About this work
The eye enters slowly. First there is Jean, the artist's young son, standing slightly right of centre, his small silhouette cast down onto the parquet floor by daylight flooding in from the window.
Monet positioned himself on the veranda to find the boy bathed in bright light, his form nearly dissolved by it, while Camille — wife and perpetual muse — can be glimpsed in the shadows at a table to the left background.

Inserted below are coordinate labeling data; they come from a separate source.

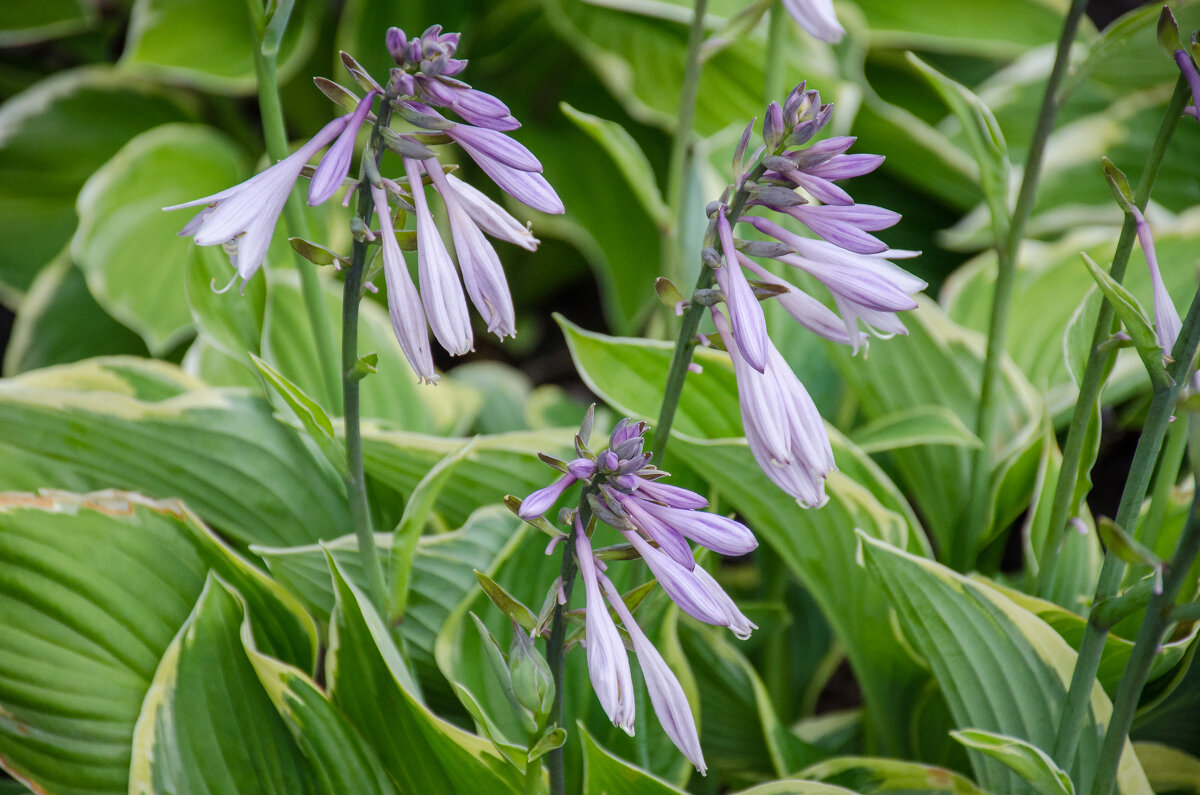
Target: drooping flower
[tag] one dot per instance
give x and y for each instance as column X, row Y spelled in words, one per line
column 816, row 17
column 241, row 219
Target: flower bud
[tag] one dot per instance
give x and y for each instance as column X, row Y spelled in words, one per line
column 532, row 681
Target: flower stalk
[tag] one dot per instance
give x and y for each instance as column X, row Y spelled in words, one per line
column 1098, row 358
column 352, row 296
column 1091, row 647
column 1007, row 249
column 275, row 136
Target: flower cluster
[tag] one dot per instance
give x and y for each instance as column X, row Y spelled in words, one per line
column 657, row 520
column 783, row 426
column 243, row 219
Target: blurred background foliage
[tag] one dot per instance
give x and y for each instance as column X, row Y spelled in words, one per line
column 115, row 108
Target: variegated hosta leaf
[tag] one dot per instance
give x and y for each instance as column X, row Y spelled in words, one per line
column 94, row 590
column 147, row 426
column 1001, row 668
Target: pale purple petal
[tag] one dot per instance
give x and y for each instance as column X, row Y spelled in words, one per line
column 678, row 583
column 441, row 288
column 403, row 303
column 745, row 312
column 607, row 658
column 712, row 531
column 670, row 495
column 491, row 217
column 667, row 698
column 528, row 187
column 336, row 163
column 481, row 270
column 543, row 500
column 1167, row 318
column 496, row 145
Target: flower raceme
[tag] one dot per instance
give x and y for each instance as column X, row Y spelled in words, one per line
column 799, row 183
column 243, row 219
column 657, row 521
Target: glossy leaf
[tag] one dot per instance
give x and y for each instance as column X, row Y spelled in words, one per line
column 151, row 429
column 369, row 682
column 970, row 634
column 127, row 247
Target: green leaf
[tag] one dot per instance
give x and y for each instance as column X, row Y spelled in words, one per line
column 607, row 775
column 984, row 137
column 205, row 723
column 95, row 589
column 127, row 247
column 147, row 426
column 630, row 374
column 337, row 754
column 1027, row 760
column 442, row 575
column 1000, row 667
column 1134, row 318
column 630, row 161
column 210, row 43
column 868, row 776
column 497, row 465
column 25, row 23
column 313, row 418
column 418, row 512
column 911, row 428
column 47, row 155
column 60, row 322
column 367, row 682
column 232, row 321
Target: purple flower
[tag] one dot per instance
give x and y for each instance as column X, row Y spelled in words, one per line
column 607, row 658
column 241, row 219
column 667, row 698
column 441, row 288
column 481, row 270
column 784, row 430
column 745, row 314
column 403, row 303
column 1167, row 318
column 336, row 163
column 816, row 17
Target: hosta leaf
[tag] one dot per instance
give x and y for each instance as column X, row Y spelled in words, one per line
column 127, row 247
column 95, row 589
column 46, row 155
column 1001, row 668
column 207, row 724
column 367, row 682
column 220, row 450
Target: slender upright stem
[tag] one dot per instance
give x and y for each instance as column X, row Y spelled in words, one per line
column 681, row 148
column 352, row 296
column 1006, row 278
column 556, row 647
column 1158, row 617
column 1149, row 444
column 687, row 340
column 275, row 135
column 1097, row 359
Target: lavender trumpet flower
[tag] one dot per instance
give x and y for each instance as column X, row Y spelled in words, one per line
column 624, row 491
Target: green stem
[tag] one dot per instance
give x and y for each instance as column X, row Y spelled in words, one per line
column 275, row 135
column 1097, row 359
column 687, row 340
column 681, row 148
column 1153, row 626
column 352, row 296
column 556, row 647
column 1002, row 299
column 1149, row 444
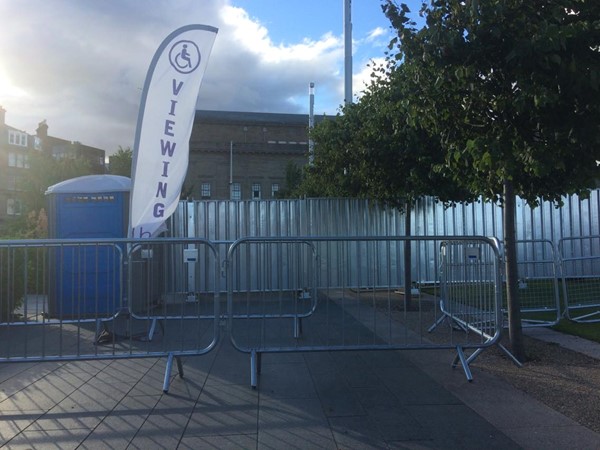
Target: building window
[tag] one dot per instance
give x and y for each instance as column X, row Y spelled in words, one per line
column 13, row 183
column 18, row 160
column 17, row 138
column 205, row 190
column 255, row 191
column 13, row 207
column 236, row 191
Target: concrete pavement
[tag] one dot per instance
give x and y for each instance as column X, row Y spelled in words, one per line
column 346, row 400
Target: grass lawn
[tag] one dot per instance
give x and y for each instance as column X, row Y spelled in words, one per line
column 590, row 331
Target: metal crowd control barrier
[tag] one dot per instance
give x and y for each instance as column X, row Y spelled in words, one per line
column 580, row 265
column 66, row 300
column 353, row 305
column 539, row 291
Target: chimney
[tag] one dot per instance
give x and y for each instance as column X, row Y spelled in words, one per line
column 42, row 129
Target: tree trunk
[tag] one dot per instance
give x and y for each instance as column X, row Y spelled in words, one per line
column 407, row 260
column 515, row 331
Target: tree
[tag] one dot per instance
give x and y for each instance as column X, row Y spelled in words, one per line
column 373, row 151
column 512, row 90
column 120, row 162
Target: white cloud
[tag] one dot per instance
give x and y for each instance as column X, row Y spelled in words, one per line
column 81, row 65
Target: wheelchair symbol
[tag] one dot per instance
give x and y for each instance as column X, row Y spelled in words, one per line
column 184, row 56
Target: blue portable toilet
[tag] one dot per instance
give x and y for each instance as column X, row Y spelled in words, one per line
column 85, row 281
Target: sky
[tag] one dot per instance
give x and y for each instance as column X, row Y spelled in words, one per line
column 81, row 64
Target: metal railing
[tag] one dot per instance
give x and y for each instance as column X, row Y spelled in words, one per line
column 65, row 300
column 356, row 305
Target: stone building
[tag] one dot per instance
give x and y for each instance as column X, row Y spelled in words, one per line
column 244, row 155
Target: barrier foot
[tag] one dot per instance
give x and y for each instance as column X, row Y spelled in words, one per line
column 151, row 331
column 255, row 363
column 179, row 366
column 168, row 373
column 460, row 356
column 510, row 356
column 297, row 327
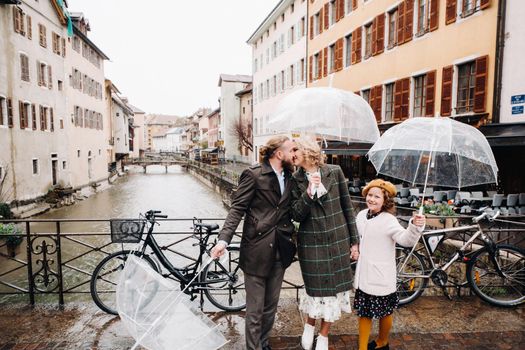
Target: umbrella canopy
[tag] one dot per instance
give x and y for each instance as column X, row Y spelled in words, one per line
column 331, row 113
column 156, row 314
column 435, row 151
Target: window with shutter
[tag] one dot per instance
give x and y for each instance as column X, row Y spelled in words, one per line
column 326, row 17
column 380, row 43
column 51, row 119
column 451, row 11
column 50, row 77
column 29, row 28
column 480, row 93
column 419, row 106
column 409, row 20
column 21, row 114
column 401, row 23
column 33, row 117
column 430, row 93
column 10, row 113
column 446, row 91
column 377, row 92
column 389, row 102
column 325, row 61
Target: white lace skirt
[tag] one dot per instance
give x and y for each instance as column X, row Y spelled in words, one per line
column 327, row 308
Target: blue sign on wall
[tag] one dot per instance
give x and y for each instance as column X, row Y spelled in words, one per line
column 517, row 99
column 517, row 110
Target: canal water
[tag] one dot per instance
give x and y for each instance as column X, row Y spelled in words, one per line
column 176, row 193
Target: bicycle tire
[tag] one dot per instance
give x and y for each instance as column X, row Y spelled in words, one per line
column 226, row 293
column 410, row 284
column 113, row 264
column 484, row 280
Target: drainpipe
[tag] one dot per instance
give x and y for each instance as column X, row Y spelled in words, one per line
column 500, row 48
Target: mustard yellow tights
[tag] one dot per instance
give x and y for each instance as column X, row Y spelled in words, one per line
column 365, row 327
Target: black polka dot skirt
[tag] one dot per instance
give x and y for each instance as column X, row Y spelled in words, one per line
column 373, row 306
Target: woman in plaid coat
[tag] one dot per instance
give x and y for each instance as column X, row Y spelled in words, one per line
column 321, row 204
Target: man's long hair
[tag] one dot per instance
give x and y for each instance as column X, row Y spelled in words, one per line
column 268, row 150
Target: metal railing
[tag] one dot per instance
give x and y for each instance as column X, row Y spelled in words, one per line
column 57, row 257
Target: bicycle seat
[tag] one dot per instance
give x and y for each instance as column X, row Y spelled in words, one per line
column 209, row 227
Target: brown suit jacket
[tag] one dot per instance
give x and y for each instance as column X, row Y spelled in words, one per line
column 267, row 224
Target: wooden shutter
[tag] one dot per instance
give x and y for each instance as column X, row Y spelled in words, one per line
column 326, row 19
column 430, row 93
column 42, row 118
column 450, row 15
column 50, row 77
column 21, row 114
column 339, row 44
column 325, row 61
column 311, row 27
column 405, row 99
column 356, row 45
column 33, row 115
column 401, row 23
column 52, row 119
column 398, row 93
column 29, row 28
column 434, row 15
column 377, row 93
column 320, row 24
column 446, row 91
column 340, row 5
column 374, row 37
column 480, row 89
column 319, row 73
column 380, row 33
column 310, row 67
column 483, row 4
column 409, row 19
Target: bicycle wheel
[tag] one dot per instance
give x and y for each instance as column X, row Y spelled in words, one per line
column 410, row 281
column 506, row 289
column 106, row 276
column 224, row 284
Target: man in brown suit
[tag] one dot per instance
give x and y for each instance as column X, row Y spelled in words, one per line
column 263, row 197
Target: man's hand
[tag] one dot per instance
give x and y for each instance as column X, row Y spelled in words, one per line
column 218, row 250
column 354, row 252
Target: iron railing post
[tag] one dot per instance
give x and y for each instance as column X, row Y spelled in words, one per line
column 30, row 265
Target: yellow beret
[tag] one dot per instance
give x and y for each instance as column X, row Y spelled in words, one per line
column 387, row 186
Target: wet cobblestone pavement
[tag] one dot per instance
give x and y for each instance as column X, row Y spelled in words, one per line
column 428, row 323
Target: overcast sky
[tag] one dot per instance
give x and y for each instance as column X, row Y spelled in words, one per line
column 166, row 55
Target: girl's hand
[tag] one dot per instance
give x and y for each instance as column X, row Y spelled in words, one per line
column 419, row 220
column 354, row 252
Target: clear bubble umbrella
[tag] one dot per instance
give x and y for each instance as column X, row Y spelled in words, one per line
column 435, row 151
column 330, row 113
column 158, row 315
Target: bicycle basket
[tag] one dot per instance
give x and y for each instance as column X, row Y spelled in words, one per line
column 126, row 231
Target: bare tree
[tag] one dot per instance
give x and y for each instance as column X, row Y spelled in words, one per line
column 242, row 130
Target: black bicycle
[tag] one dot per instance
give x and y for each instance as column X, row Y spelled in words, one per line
column 221, row 281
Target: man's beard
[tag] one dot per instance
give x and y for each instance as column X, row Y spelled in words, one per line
column 287, row 165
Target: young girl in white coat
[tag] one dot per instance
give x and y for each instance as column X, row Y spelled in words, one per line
column 375, row 276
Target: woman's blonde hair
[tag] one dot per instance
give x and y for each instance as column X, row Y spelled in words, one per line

This silent, intimate scene is rendered in a blue-tinted space that reads less as a domestic record than as a meditation on diffused light and the quality of interior stillness. A lamp and table anchor the middle ground, lending the composition a quiet structural logic. The whole thing breathes; the brushwork is open and unhurried, warmth and coolness trading places across the walls and floor.
The painting — known in French as *Un coin d'appartement* — was completed in 1875 and is now held at the Musée d'Orsay in Paris.
Its existence is itself noteworthy: Monet's commitment to plein-air painting made interior scenes increasingly rare in his output, and this is a view into his second house at Argenteuil.
During his nearly seven years at Argenteuil — where he arrived in December 1871 — he produced around 180 canvases, the vast majority devoted to river views, boating scenes, and the light over open water. As art critic Gustave Geffroy observed in 1894, "there is a serious attempt to introduce air and light" into this interior — a challenge Monet typically reserved for the open sky. The result is one of the most intimate documents of his private life, painted the very year the Impressionist circle was weathering financial strain and critical hostility.
The blue-tinged palette carries an atmosphere of tranquillity and poetry that makes the painting unusually adaptable as a presence on the wall. It belongs in rooms where quiet is valued — a study, a reading corner, a bedroom with good morning light — and it rewards the kind of viewer who pauses rather than glances. There is nothing declarative about it; the painting does not announce itself. It is a room inside a room, and it asks for a similar stillness from the space around it.